Literally any WAF worth its salt should prevent SQL injections.

2
dev01 2 points ago +2 / -0

That's not the software engineers job. That's a penetration testers job.

5
CantStumpTheTrump 5 points ago +6 / -1

Security is everyones job.

2
Artymisfoul 2 points ago +2 / -0

That is dumb. Speaking as a software engineer you do not allow sql injection when writing software.

2
TruthWillOut 2 points ago +2 / -0

Thanks, fren! 🙂👍

6
DiscoverAFire 6 points ago +6 / -0

When you have direct access to the encoded passwords like this you no longer have to try passwords on individual accounts and on the time-schedule the security system limits you to. Imagine trying to guess the combination to a highschool locker - pretty slow going. Now imagine every guess you took was instantly tried on every locker in the school.

Your odds of getting into any specific targeted locker (account) is kinda low, but sinces there's 10s of thousands of lockers in this virtual school, you're going to get thousands of accounts.

Then you use these username/password combinations at banks, paypal, bitcoin exchanges, amazon, etc. Again, 50-80% of them won't work, but we're on the order of 10s of thousands, and this can all be automated.

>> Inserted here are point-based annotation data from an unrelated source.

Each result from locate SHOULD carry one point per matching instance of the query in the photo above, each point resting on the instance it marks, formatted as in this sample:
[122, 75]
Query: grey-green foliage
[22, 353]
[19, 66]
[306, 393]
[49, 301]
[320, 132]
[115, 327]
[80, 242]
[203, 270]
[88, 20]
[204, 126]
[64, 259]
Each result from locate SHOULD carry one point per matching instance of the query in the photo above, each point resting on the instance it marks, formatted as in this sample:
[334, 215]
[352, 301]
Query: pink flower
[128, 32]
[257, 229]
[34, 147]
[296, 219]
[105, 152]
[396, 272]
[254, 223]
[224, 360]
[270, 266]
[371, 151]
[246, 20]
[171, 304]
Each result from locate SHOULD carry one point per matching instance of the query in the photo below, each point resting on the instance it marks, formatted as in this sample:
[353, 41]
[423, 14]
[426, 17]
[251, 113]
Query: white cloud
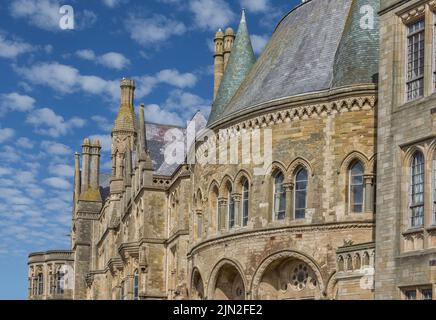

So you end up with thousands of compromised accounts on third parties, and you sell these accounts (for like $20 each) to 4th parties who have money laundering networks.

Now you have $100k and none of it has come directly from any of your victims, making it hard to trace to you.

5
SordidPontification 5 points ago +5 / -0

Gab Social, being based on Mastodon, stores bcrypt hashes of the passwords.

An Nvidia 2080Ti GPU with a bcrypt cost factor of around 10 can only crack 250 hashes/second (versus 54 billion for MD5). As long as you're using a random passwords even a 6 character password with only a corpus of upper and lowercase letters plus numbers would still take around 7 years to crack.

Having the hashes does make dictionary attacks much more plausible, however; these could be performed in fairly short order.

This is a good reason to use a password manager with strong passwords (16 characters minimum) that are fully random.

0
DiscoverAFire 0 points ago +0 / -0

250 hashes/second, 200k words in my 'leaked passwords' dictionary: (200k/250/60) = 30 minutes to crack anyone stupid enough to use a common password. And out of 100,000s of users that's gotta be 10% or so.

I'm not trying to crack any specific password (theoretically, in this example). I'm just trying to crack a large number of random passwords.

1
SordidPontification 1 point ago +1 / -0

That's the point though. bcrypt largely limits the effectiveness of password cracking to dictionary attacks.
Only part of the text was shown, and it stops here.